CEO of BMG Thomas Cosfeld says his company's takeover of in-house digital distribution and operational changes — two initiatives launched during his first year at the helm — are paying off.
The Berlin-based music company said on Wednesday (August 28) that it generated revenue of 459 million euros ($491.7 million) in the first half of 2024, up 11.1 percent from the year-ago period thanks to strong growth in digital income streams. Digital revenue, which contributed nearly 70% of BMG's total revenue for the period, rose 20.3% in the first half of 2024 compared to 2023 as BMG exited a contract with Warner Music Group ( WMG) and transferred oversight of digital distribution activities. home.
“This move is paying off,” says Coesfeld Bulletin board to take control of BMG's 80 billion digital streaming business. BMG now has greater insight into its streaming data, which allows it to provide “better marketing insights, more timely campaign and repeats of that campaign [and] better tools around fandom” to its artists, which include Jelly Roll, Kylie Minogue and Mustard, Coesfeld says. Also, BMG saves money by not paying fees to WMG's ADA.
“A year or two ago we had this plan, we said this is going to happen,” Coesfeld adds. “And [these earnings] show it works.”

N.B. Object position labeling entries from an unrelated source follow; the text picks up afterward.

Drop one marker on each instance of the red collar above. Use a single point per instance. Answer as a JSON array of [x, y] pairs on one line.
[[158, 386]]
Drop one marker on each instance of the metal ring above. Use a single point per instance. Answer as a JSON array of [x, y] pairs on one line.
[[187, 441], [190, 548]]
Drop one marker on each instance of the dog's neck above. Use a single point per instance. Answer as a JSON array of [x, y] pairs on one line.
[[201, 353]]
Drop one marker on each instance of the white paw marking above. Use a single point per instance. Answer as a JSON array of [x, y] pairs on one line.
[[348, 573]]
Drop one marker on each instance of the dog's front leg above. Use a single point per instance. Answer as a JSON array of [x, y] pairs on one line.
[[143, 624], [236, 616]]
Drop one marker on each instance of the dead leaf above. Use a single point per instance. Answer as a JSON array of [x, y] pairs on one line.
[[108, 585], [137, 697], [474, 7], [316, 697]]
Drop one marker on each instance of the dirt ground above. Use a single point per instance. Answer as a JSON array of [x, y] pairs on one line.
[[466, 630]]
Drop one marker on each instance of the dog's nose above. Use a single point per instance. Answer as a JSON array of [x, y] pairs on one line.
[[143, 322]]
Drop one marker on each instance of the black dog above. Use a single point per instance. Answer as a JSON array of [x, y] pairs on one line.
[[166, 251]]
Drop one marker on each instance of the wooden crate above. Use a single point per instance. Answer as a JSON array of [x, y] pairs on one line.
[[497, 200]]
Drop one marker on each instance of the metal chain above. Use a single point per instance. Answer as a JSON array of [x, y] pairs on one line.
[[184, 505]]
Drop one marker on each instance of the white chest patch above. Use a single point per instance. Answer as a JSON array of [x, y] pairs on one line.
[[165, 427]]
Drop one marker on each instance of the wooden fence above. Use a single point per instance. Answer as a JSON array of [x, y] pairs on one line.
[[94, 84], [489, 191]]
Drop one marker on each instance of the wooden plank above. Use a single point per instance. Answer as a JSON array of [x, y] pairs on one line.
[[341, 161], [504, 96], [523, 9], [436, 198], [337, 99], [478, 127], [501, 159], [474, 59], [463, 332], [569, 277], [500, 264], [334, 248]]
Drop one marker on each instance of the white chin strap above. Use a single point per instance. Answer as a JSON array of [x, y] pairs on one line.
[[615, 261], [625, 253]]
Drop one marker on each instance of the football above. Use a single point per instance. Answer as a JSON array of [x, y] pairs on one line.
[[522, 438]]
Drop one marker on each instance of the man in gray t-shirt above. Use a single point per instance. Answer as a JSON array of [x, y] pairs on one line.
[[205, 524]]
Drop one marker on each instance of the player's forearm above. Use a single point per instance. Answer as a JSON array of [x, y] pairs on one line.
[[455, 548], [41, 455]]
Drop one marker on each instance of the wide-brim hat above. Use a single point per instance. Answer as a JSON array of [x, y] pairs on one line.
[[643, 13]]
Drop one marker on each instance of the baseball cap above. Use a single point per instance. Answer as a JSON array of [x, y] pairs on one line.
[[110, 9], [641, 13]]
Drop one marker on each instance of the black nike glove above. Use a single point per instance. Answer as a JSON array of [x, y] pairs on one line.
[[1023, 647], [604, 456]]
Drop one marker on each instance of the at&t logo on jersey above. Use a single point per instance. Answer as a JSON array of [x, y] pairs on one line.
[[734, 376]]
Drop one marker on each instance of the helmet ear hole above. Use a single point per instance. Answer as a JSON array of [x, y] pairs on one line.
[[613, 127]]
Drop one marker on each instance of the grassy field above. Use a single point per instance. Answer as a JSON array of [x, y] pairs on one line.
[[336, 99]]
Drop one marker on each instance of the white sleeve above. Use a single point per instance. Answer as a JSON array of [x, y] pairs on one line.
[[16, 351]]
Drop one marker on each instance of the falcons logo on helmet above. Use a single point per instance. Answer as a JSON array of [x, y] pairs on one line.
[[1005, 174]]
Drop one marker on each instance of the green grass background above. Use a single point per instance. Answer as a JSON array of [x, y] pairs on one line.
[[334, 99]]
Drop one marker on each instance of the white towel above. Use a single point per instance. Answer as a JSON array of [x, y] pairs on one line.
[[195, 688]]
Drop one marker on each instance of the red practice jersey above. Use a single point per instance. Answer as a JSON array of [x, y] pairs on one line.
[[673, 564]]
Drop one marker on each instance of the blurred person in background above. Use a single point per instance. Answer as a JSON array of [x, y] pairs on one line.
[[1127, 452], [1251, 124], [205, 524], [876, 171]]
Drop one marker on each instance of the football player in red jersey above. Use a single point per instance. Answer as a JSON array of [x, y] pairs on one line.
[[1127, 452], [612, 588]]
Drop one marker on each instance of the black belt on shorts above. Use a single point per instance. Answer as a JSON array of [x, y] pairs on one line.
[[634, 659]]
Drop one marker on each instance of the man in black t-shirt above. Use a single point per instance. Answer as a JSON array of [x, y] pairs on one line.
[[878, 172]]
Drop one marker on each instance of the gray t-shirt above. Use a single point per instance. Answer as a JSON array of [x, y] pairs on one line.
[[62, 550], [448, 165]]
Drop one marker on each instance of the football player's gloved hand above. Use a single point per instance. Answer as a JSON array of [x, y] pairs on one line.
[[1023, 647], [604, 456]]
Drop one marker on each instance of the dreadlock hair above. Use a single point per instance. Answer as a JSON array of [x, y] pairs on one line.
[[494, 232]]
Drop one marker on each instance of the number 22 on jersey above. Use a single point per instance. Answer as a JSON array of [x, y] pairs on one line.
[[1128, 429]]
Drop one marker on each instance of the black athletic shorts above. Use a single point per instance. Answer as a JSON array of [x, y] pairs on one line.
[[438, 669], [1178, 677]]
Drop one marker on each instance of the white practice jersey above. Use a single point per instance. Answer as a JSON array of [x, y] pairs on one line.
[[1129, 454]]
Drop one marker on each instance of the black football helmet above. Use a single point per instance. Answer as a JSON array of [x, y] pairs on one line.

BMG's first-half organic revenue rose 12.5%, while operating earnings before interest, taxes, depreciation and amortization (EBITDA) – a closely watched measure of growth – rose 35.5% to 122 million euros (130.7 million dollars). EBITDA margin was 26.5%, up from 21.7% in the first half of 2023. BMG's catalogs again supported this margin, as the company acquired 10 catalogs in the first half of the year. Details of those deals were not disclosed.
The close of the first half of 2024 coincided with the end of Coesfeld's first year as CEO. After taking over the reins of BMG from a long-time CEO Hartwig Masuch on July 1, 2023, Coesfeld set a tone that says BMG is open to change, even if it means tapping into artificial intelligence and working with historical rivals.
“We realized that only by predicting the trends a little earlier will we have a chance to win in this very competitive market,” says Coesfeld. “We are looking at a fundamentally attractive market that is growing. It's driven by technology and if we embrace it and don't fight it, there's a huge opportunity for BMG and artists.”
An example of this approach is BMG's collaboration with a productive artificial intelligence lab at the Technical University of Munich, through which they have successfully launched a pilot program using gen-AI to market BMG's deep catalog. Students in the workshop created short videos that have proven to be more cost-effective and effective in getting audiences engaged with music.
Last fall, BMG also began a structural reorganization that included laying off about 40 employees. It was a “tough period … but a business necessity” and part of a broader strategy aimed at helping the company respond quickly to industry trends, Coesfeld says.
“The operational changes we have implemented – digital distribution, better monetization of our repertoire and catalogs, and our reorganization, which has been completed, make us much more flexible and faster in our service delivery and decision-making” , he adds. “We're much more flexible every day.”